Publié le par Hélène

 

♥ ♥ ♥

Ce que j'ai aimé :

Travel Books Louis Vuitton présentent des oeuvres d'art de différents artistes. Cet opus présente la Venise de Taniguchi. Le narrateur part sur les traces de son grand-père et erre dans la cité vénitienne. Ses déambulations lui permettent de découvrir et d'apprécier les lieux visités et de rendre hommage au temps présent.

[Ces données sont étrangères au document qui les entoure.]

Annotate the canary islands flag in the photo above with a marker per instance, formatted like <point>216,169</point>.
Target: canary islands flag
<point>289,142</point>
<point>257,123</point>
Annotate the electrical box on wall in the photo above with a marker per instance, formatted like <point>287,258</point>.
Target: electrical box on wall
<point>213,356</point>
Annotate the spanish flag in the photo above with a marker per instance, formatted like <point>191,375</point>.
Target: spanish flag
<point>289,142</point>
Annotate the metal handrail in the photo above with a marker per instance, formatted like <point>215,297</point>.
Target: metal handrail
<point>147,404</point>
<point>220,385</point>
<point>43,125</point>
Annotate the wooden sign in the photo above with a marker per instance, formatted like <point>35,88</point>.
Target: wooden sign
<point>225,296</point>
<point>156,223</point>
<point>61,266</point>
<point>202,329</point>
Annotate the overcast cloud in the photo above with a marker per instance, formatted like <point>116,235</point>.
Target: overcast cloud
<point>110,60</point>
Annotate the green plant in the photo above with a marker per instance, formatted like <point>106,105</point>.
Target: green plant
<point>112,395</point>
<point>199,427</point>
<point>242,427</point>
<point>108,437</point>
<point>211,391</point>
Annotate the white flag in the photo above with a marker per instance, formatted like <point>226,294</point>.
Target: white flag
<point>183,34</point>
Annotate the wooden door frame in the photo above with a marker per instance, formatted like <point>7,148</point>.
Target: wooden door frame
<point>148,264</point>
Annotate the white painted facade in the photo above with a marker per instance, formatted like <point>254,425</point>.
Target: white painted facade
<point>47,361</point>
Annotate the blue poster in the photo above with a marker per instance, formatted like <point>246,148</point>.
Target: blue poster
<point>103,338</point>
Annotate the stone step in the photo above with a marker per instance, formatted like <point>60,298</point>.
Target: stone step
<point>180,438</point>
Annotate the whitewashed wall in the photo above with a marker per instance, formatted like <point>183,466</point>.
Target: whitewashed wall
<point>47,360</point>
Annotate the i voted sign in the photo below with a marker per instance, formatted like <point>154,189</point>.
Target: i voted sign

Les aquarelles magnifiques rendent un hommage vibrant à la cité des Doges.

A la fin du livre un index nous liste les lieux mis en images dans ce magnifique album oscillant entre carnet de voyage, bande dessinée, guide touristique...

Un très bel objet à offrir !

Ce que j'ai moins aimé :

L'histoire est très mince, mais là n'est pas l'intérêt de ce très bel album. 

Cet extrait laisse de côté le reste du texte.